Mr. Hodgkinson also performs four-hand and two-piano literature in duo recitals with his wife, Leslie Amper. He is a member of the piano faculty of the New England Conservatory and Wellesley College.
Both a chamber player and a soloist, Janice Weber enjoys an international career with rave reviews. “Pianist Janice Weber came to the National Gallery armed with an awesome dexterity, unshakeable concentration, and a delightful way with a rubato…To play [the music] effectively requires a certain degree of abandon and a truly expansive imagination. It also requires extraordinary technical facility. Weber had all of this in abundance.” Washington Post
A summa cum laude graduate of the Eastman School of Music, Janice Weber has performed at the White House, Carnegie Hall, Wigmore Hall, National Gallery of Art, and Boston’s Symphony Hall. She has appeared with the Boston Pops, Chautauqua Symphony, New Jersey Symphony, Hilton Head Orchestra, Sarajevo Philharmonic, and Syracuse Symphony. She has performed at the Bard, Newport, La Gesse, Husum, and Monadnock summer festivals and has twice toured China under the auspices of the American Liszt Society. Her interest in the uncommon avenues of the piano literature led to a world premiere recording of Liszt’s 1838 Transcendental Etudes. Time Magazine noted, “Liszt later simplified these pieces into the still ferociously difficult Transcendental Etudes (1852 version) for fear that no one else could play them. There may now be several fire-eating piano virtuosos who can execute the original notes, but few can liberate the prophetic music they contain as masterfully as Janice Weber does here.”
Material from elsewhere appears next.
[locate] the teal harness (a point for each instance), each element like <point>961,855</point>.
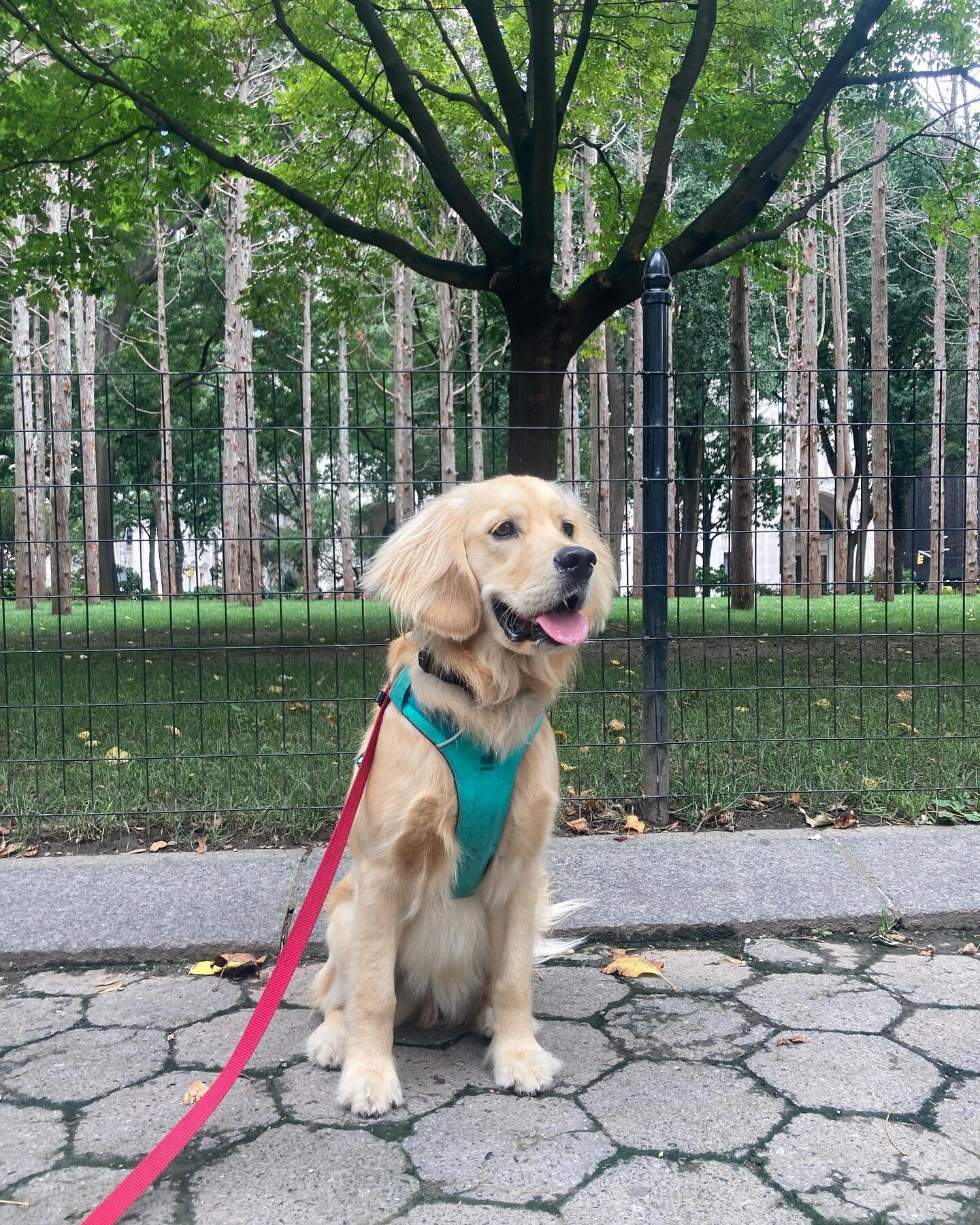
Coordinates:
<point>484,785</point>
Her recordings include Rachmaninoff’s complete transcriptions; with the Lydian Quartet, Leo Ornstein’s vast Piano Quintet; flute and piano works of Sigfrid Karg-Elert; and waltz transcriptions of Godowsky, Rosenthal, and Friedman. Miss Weber recorded Liszt’s last Hungarian Rhapsody, one of only two living pianists to be included in a compendium of historic performances by nineteen legendary artists. This disc subsequently won the International Liszt Prize.
She is a member of the piano faculty at Boston Conservatory and MIT.